Reality Check Check: 2006

31.12.2006

Smarte Häuser, intelligente Klos und Gentherapie gegen Haarausfall. Ein Blick auf zehn Jahre alte kalifornische Prognosen lässt uns ins Schwärmen geraten. 2006 hätte so schön sein können.

Wirft man jedoch einen ersten, zweiten und dritten Blick auf die Innovationsprognosen der Reality-Checker, muss man sagen: Eigentlich haben wir nichts verpasst.

Futuristisch wie ein Schuhtelefon, exotisch wie der Schrei des Koboldmakis: Unsere kurze Serie stellt eine Auswahl von Zukunftsvisionen vor, die 1996 in dem Hardwired-Band "Reality Check" veröffentlicht wurden. Heute: 2006.

Selbstreinigende Toiletten

Fasziniert von den Errungenschaften der fernöstlichen Toilettenindustrie rief die Mannschaft von "Reality Check" 2006 zum Jahr der selbstreinigenden High-Tech-Bedürfnisanstalt aus.

"Zweifellos werden um 2006 Toiletten in US-Haushalten stehen, die von selbst spülen und sich automatisch reinigen", heißt es da.

Bisher haben sich computergesteuerte Luxustoiletten mit Duftspray und Rektaldusche in westlichen Ländern ja nur zögerlich durchsetzen können. Immerhin gibt es Zeitgenossen, die beim Anblick eines selbstreinigenden Klositzes noch fasziniert die Videokamera zücken, um das mechanische Ballett des Roboklos für die Öffentlichkeit festzuhalten.
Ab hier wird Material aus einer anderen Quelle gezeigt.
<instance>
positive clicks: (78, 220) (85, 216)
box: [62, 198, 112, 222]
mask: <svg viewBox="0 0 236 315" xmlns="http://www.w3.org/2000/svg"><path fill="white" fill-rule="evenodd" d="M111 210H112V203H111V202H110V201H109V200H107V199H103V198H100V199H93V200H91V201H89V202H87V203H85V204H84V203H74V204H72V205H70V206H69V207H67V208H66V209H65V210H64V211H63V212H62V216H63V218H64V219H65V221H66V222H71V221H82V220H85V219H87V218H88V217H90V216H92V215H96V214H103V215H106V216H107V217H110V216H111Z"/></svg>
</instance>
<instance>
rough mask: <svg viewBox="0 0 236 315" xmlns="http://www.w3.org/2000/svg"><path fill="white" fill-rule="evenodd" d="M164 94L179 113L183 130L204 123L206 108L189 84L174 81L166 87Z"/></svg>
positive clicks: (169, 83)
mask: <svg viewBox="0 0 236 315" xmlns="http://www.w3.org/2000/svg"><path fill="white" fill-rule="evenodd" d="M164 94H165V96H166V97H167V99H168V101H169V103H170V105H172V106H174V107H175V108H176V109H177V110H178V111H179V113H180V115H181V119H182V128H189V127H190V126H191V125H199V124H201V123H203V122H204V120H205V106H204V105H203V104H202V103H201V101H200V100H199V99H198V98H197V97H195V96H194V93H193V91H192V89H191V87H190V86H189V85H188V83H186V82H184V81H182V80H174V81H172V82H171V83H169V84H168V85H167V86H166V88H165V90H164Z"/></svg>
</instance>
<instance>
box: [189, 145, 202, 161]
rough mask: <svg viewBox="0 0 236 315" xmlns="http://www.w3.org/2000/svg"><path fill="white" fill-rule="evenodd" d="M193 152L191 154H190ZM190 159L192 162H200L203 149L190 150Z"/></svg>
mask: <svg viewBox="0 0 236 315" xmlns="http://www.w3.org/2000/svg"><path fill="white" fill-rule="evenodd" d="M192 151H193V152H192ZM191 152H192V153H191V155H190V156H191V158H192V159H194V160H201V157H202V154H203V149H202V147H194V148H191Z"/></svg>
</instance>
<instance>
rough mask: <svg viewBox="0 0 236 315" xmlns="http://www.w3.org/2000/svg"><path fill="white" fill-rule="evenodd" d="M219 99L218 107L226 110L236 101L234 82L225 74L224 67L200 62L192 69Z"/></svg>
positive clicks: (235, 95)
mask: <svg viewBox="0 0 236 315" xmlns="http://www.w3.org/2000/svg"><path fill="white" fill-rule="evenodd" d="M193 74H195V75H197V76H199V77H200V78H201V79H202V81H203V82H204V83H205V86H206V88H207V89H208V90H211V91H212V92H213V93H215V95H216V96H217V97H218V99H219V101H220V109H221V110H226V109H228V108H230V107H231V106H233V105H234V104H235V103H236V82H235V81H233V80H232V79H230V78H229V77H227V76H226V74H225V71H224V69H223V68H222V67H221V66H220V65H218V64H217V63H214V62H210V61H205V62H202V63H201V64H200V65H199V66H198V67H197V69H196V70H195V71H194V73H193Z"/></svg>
Acht Bewertungen - fünf Sterne!

Gentherapie gegen Haarausfall

"Bis 2006 werden Männer auf eine Gentherapie gegen Haarausfall zurückgreifen können", schrieb "Reality Check" und verzapfte damit puren Unsinn.
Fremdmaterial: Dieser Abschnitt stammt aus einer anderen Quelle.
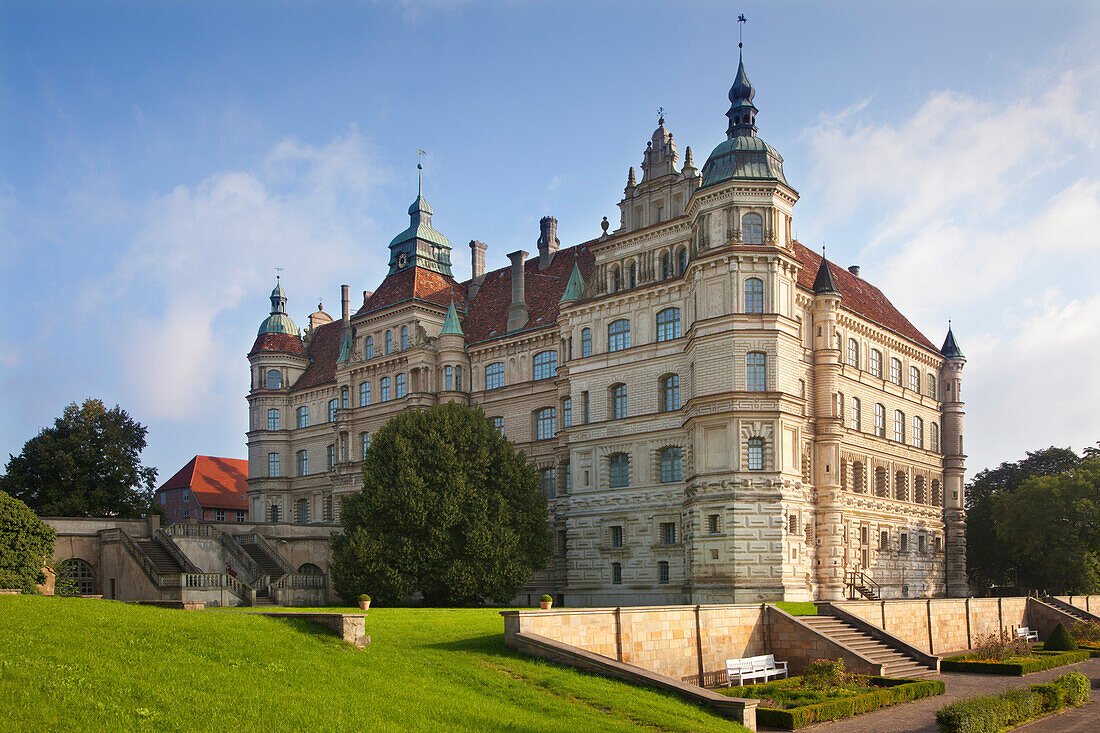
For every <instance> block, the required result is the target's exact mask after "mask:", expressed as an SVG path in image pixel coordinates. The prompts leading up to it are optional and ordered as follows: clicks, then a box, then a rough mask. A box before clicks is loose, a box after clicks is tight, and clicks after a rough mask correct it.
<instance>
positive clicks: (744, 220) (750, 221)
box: [741, 214, 763, 244]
Stattdessen blüht das Geschäft mit Echthaar aus Indien, allerdings weniger für eitle Männer als für Frauen mit Rapunzel-Komplex. Wie praktisch, dass die hinduistischen Tempelbesucher, die sich für Gelübde die Haare vom Kopf rasieren lassen, für das Rohmaterial in der Regel keinen Cent sehen.

Ein Viertel der Häuser in den USA ist "smart"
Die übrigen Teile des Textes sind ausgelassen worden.